Peter Friis Jensen

Personal information
- Full name: Peter Friis Jensen
- Date of birth: May 2, 1988 (age 37)
- Place of birth: Denmark
- Height: 1.89 m (6 ft 2 in)
- Position: Goalkeeper

Youth career
- IF Midtdjurs
- Randers

Senior career*
- Years: Team / Apps / (Gls)
- 2008–2014: Randers / 29 / (0)
- 2014–2017: Viborg / 93 / (1)
- 2017–2019: Silkeborg / 22 / (0)
- 2019–2021: Vendsyssel / 31 / (0)

= Peter Friis Jensen =

Danish footballer (born 1988)

Peter Friis Jensen (born 2 May 1988) is a Danish retired professional footballer who played as a goalkeeper.

==Club career==
===Randers===
Friis is a product of Randers FC, and has played for the team in the most of his youth career. He got his contract extended in June 2007 and signed his first professional contract the following summer. Friis didn't play any games for the first team in this season, but was on the bench for the last two games of the season.

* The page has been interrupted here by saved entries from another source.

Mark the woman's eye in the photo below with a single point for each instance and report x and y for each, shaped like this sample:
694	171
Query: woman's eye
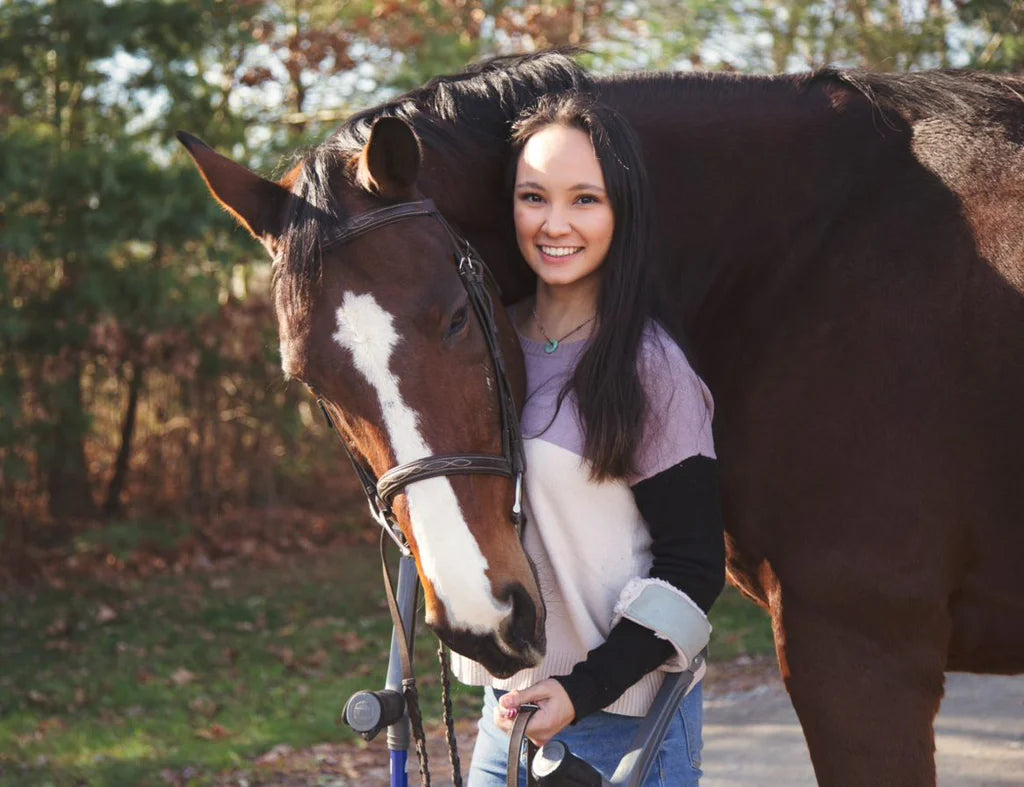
458	322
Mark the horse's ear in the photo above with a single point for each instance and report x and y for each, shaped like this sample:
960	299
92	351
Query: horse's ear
257	204
389	164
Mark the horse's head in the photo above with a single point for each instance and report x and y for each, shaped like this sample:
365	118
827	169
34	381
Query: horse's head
378	323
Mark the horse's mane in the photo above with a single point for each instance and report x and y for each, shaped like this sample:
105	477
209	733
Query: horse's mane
489	95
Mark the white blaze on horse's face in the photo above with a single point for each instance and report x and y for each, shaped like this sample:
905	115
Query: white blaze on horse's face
450	556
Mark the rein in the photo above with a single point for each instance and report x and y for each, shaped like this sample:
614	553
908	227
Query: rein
381	491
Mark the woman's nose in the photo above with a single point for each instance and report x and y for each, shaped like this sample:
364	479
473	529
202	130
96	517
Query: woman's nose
556	223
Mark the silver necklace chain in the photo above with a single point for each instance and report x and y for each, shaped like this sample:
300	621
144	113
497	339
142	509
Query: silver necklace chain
552	344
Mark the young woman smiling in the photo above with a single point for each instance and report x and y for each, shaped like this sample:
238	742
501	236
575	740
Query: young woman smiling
622	499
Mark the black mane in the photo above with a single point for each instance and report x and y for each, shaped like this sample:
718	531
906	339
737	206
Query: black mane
485	97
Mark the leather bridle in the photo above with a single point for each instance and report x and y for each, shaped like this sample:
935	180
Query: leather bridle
475	276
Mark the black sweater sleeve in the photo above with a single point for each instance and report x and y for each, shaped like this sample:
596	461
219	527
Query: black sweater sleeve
682	508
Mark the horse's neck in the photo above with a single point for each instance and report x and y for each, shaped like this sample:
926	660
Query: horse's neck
747	175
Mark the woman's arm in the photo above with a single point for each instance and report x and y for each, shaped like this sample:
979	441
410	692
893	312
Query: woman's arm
682	508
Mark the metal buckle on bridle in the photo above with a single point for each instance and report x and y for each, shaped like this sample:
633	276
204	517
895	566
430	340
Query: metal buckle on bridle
379	491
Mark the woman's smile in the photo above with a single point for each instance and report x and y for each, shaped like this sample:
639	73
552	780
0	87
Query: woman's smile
563	217
560	252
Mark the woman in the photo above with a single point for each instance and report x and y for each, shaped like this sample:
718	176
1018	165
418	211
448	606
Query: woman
622	497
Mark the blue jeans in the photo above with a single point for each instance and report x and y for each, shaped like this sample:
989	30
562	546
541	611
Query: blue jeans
600	739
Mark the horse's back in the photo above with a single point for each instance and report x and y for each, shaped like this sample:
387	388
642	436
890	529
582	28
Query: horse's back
868	357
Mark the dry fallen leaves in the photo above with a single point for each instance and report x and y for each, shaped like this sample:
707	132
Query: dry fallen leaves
181	676
213	733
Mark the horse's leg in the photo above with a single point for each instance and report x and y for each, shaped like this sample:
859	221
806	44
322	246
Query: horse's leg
866	687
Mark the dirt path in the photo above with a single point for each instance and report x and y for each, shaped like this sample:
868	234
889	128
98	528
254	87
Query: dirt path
751	738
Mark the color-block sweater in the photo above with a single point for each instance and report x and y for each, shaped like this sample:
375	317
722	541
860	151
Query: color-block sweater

His contract was extended once again after the 2008/09 season until 1 January 2010. Friis was in negotiations with Viborg in November about a new contract, but due to the financial crisis, they couldn't offer him as much as he wanted, even if they wanted to. So his contract expired but 28 days later, he signed a new contract with the club for 6 months. Friis' contract was extended once again after the 6 months, this time until 2012. He played his first game for Randers on 25 August 2010 in a Danish Cup game against VSK Aarhus, which they won 4–1. The first choice, David Ousted, got injured with 4 league games left. Friis played the last 4 games and did very well. In the beginning of the 2012/13, Friis got injured and was operated in his knee. Friis wanted to be the first choice and he considered a move away. He didn't play a single game in the 2012/13 season.

Friis was on the bench for the first 10 games of the season in the following season, but played the rest of the league games.

===Viborg===
On 16 July 2014 Viborg FF announced, that they had signed Friis from Randers. After Viborg was relegated to the Danish 1st Division for the 2017/18 season, he left the club together with 5 teammates.

===Silkeborg===
Friis signed a two-year contract with Danish Superliga club Silkeborg IF.

===Vendsyssel===
On 8 July 2019, Friis signed with Vendsyssel FF. On 22 August 2021, 33-year old Friis confirmed, that he had been forced to retire due to persistent knee problems.